Ich bestand die Abschlussprüfung in der 12. Klasse und studierte drei Jahre lang Soziologie an der Universität Gonder, einer öffentlichen Universität in Nordäthiopien. Dort machte ich meinen Bachelor of Art (BA). Meine Paten unterstützten mich weiterhin über die Kindernothilfe. Mit ihrer Hilfe konnte ich mein Studium ohne Schwierigkeiten absolvieren. Sie halfen mir sogar, die Kosten für die Abschlussfeier und die spezielle Kleidung für diesen Anlass zu bezahlen.
Von der Uni zum Abteilungsleiter
Von 2009 bis 2012 war ich in der ehemaligen Gamo Gofa Zone Daramalo Woreda auf Bezirksebene in verschiedenen Ämtern als Beamter und Leiter tätig. Von 2013 bis 2019 arbeitete ich als Projektkoordinator und Experte bei der Äthiopischen Evangelical Church Mekane Yesus in der Abteilung Development and Social Services. Während dieser Zeit bekam ich die Chance, ein Masterstudium für Social Anthropology an der Arba Minch University in Südäthiopien zu absolvieren. Alle Kosten für die Ausbildung habe ich selbst getragen. Im Jahr 2021 schloss ich mein Masterstudium ab.
Anschließend bekam ich eine Stelle in einer Regierungsbehörde und wurde zum Leiter einer Abteilung für Landverwaltung und Landnutzung in der Zone Gamo.
Meine Paten waren die Grundlage für mein Leben
Heute bin ich 36 Jahre alt, seit 2012 verheiratet, meine Frau Selaminesh Gibe Giya und ich haben drei Kinder: Tsion Degife geht in die sechste Klasse, Nahom Degife in die zweite. Die Schulgebühren tragen meine Frau und ich. Unser drittes Kind ist die zweijährige Saron Degife.
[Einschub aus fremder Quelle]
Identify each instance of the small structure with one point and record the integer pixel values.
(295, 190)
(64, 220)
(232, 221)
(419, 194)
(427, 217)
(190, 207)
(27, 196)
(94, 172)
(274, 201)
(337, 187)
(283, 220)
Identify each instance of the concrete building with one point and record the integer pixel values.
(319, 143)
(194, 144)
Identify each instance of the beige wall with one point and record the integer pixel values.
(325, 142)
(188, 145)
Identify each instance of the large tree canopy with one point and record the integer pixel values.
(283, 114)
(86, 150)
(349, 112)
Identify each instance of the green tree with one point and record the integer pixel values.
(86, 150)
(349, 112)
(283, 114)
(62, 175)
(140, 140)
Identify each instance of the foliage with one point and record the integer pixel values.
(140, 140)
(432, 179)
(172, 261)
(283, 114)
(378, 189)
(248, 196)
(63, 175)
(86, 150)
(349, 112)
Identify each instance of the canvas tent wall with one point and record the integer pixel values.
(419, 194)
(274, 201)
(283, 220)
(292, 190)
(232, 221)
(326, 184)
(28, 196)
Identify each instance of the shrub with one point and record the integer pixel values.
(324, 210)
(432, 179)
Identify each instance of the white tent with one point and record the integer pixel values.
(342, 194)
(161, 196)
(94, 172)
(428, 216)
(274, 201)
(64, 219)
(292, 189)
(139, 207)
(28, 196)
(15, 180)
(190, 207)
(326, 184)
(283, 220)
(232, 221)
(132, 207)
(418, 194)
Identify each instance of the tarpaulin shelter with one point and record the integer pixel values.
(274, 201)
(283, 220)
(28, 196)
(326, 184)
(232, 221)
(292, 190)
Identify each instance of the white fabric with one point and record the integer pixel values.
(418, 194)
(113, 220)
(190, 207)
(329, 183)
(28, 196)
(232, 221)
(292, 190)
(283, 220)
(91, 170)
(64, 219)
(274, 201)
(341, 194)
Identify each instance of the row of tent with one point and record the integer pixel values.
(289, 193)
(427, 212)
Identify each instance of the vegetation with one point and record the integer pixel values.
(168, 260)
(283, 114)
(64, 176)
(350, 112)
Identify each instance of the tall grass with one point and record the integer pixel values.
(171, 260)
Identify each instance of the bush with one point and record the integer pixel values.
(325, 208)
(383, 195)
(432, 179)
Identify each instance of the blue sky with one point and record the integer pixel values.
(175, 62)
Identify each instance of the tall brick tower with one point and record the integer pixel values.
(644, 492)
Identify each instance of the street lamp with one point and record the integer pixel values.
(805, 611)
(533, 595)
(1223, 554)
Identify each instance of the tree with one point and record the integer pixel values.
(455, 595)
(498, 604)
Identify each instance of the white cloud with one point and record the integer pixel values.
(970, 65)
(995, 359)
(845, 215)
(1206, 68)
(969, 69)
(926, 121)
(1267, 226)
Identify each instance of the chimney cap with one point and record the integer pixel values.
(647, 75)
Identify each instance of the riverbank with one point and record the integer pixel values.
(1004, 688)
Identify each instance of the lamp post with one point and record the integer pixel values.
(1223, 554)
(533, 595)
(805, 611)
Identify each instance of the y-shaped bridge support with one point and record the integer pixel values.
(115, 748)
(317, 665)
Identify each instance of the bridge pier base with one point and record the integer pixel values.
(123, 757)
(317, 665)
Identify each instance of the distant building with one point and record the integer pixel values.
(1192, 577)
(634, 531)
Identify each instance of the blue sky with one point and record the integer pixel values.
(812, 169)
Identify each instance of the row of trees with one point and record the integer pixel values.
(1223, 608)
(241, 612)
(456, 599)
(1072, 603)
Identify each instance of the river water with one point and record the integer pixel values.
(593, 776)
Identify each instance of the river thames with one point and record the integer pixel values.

Ich habe in der Stadt Arba Minch ein Haus mit 200 m2 gebaut. Ich lebe ein gutes Leben mit meiner Familie. Außerdem helfe ich meiner Schwester, die in einer ländlichen Gegend lebt. Meine Paten waren die Grundlage für mein Leben. Danke, meine Paten, Gott segne Sie, die Kindernothilfe und Deutschland.“
Sylvia und Reiner Dietrich freuen sich sehr, wieder Kontakt zu ihrem früheren Patenkind zu bekommen. Noch heute haben sie die Mappe mit den ganzen bunt verzierten Briefen, die der Junge ihnen geschrieben hatte. Darin erzählte er zum Beispiel, dass er gerne Fußball spielt, im Garten des Hostels mitarbeitet und dasss aufgrund des vielen Regens zur falschen Zeit Nahrungsmittel knapp werden. "Aus ihm ist ein Mann, ein Ehemann und ein Vater geworden", stellen die beiden fest. "Wie sind stolz darauf, dass er, vielleicht auch durch unsere Unterstützung, erfolgreich ein Studium absolviert hat."
Als die erste Mail der Eheleute bei dem äthiopischen Familienvater ankommt, ist der zu Tränen gerührt. Spontan lädt er die beiden nach Äthiopien ein, denn auch seine Familie möchte die Menschen kennenlernen, die mit ihrer Unterstützung Degife Denebelas Lebensweg geebnet haben.